Menkes: Pasien Ginjal Akut Bisa Capai 5 Kali Lipat atau 1.000 orang
Kementerian Kesehatan atau Kemenkes memproyeksikan pasien gangguan ginjal akut progresif atipikal atau GGAPA mencapai lima kali lipat dari jumlah yang diketahui saat ini. Perkiraannya jumlah pasien gagal ginjal akut mencapai lebih dari 1.000 orang sampai saat ini.
Hingga 18 Oktober 2022, total pasien gagal ginjal akut mencapai 206 orang, mayoritas di bawah umur lima tahun atau balita. Adapun kematian pasien mencapai 48% atau sebanyak 99 orang.
"Yang tidak terdeteksi bisa 3-5 kali lipat dari itu. Ini yang terdeteksi di rumah sakit sekitar 30-40 orang per bulan dan naik terus kasusnya," kata Menteri Kesehatan Budi Gunadi Sadikin dalam konferensi pers virtual, Jumat (21/10).

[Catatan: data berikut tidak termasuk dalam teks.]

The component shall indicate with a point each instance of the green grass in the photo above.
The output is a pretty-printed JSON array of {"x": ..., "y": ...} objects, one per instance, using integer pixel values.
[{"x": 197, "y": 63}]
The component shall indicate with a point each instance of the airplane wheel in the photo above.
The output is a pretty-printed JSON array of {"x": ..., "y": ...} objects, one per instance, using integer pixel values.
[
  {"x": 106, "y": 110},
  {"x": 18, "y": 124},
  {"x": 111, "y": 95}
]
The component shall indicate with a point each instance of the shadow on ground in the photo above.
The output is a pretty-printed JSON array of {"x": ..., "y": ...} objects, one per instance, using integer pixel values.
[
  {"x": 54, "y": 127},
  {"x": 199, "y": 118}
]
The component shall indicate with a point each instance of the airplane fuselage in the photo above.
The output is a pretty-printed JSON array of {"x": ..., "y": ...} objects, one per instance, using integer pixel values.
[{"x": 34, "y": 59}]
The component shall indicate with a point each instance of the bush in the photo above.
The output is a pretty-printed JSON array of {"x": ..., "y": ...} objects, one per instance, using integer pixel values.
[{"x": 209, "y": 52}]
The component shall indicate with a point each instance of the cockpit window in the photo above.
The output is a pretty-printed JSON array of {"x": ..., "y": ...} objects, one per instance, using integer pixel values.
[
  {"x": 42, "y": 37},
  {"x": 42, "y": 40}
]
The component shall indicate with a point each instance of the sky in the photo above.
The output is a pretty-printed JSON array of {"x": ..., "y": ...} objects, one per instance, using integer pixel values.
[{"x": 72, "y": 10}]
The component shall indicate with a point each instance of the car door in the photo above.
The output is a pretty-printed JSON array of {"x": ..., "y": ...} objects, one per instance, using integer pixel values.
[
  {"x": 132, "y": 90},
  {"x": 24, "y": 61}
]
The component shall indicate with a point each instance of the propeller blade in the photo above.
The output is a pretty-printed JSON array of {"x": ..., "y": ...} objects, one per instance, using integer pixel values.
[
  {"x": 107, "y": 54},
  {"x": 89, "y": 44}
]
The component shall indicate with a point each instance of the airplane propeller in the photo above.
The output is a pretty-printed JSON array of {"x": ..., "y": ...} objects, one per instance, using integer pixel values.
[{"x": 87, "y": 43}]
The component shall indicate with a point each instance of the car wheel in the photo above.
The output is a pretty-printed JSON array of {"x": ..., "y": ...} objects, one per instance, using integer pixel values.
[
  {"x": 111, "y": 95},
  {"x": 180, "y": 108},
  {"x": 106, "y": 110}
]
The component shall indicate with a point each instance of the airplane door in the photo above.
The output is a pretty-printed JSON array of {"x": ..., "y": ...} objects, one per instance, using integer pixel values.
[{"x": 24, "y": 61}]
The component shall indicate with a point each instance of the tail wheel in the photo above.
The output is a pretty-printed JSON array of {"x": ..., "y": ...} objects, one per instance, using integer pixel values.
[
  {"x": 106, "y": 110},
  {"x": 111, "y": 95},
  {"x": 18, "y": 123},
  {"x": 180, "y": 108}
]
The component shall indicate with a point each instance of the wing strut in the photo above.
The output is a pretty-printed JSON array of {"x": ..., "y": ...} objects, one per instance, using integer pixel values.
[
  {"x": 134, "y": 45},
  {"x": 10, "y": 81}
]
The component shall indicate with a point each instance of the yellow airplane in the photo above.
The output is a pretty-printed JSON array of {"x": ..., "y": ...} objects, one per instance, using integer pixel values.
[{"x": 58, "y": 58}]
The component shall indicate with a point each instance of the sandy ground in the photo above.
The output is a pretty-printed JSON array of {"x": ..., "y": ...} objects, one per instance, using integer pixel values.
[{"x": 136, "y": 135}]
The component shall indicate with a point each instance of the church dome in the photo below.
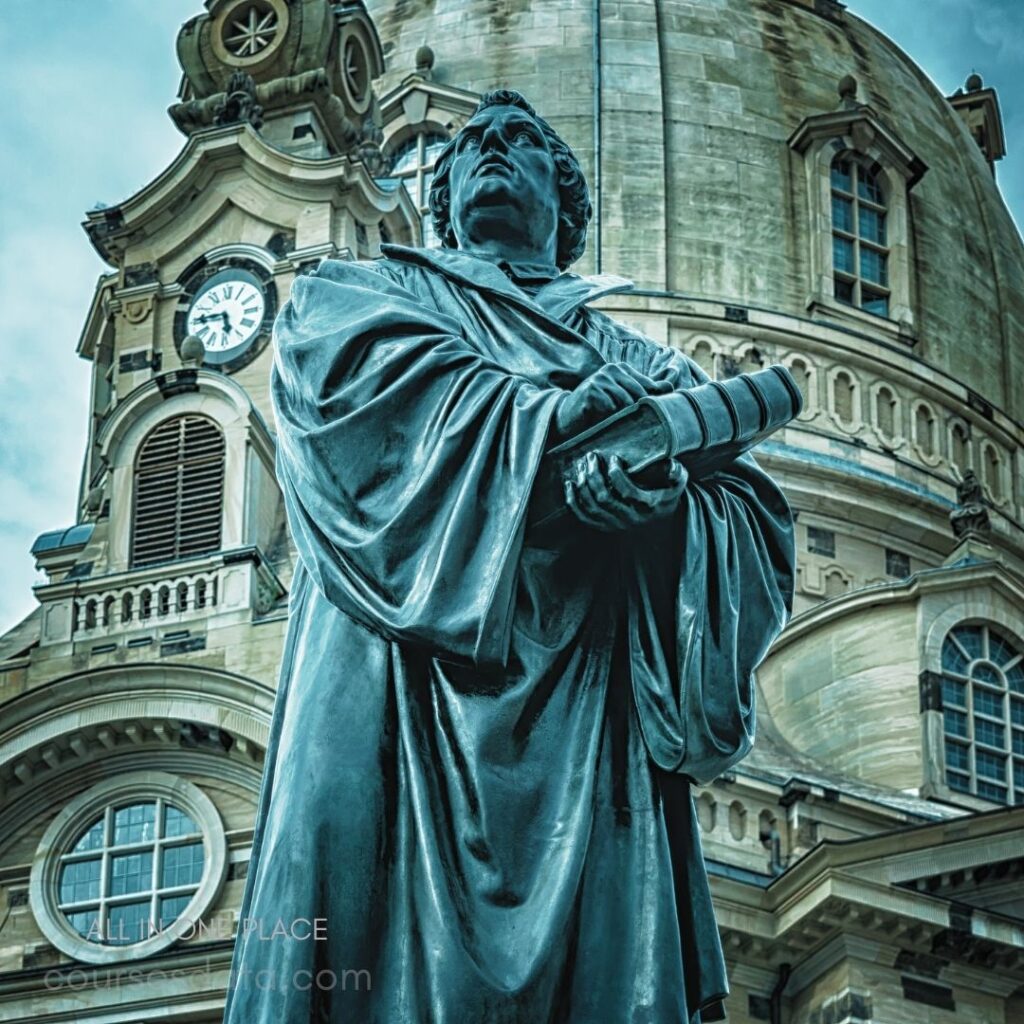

Budi mengatakan pemerintah telah mengambil langkah preventif dalam menangani pasien ginjal akut yakni mengimbau masyarakat untuk sementara tidak mengonsumsi semua jenis obat berbentuk cair maupun sirop. Langkah tersebut dapat mengurangi konsumsi obat-obatan dengan risiko tinggi di masyarakat.
Budi mencatat jumlah pasien ginjal akut selama Oktober mencapai 75 orang. Jumlah ini hampir mendekati kasus per September 2022 sebanyak 78 orang.
Budi mengatakan Kemenkes mendapatkan peringatan tentang lonjakan pasien ginjal akut per Agustus 2022. Ketika itu jumlah pasien mencapai 36 orang. Budi menilai hal tersebut menjadi peringatan lantaran pasien gagal ginjal per bulan umumnya hanya 1-2 pasien.
Pada September 2022, Budi menduga pasien ginjal akut disebabkan oleh patogen, seperti virus, bakteri, atau parasit. Hal tersebut disebabkan penyakit serupa di Haiti juga disebabkan oleh patogen.
Namun, arah penelitian berubah pada akhir September 2022 saat Organisasi Kesehatan Dunia atau WHO menemukan kasus ginjal akut di Gambia, Afrika yang disebabkan oleh tiga jenis zat kimia di beberapa obat-obatan.
Oleh karena itu, Budi telah menginstruksikan tenaga kesehatan untuk menginvestigasi pasien GGAPA hingga ke kediamannya masing-masing. Dari investigasi tersebut, Budi menemukan obat-obatan yang harus diwaspadai konsumsinya.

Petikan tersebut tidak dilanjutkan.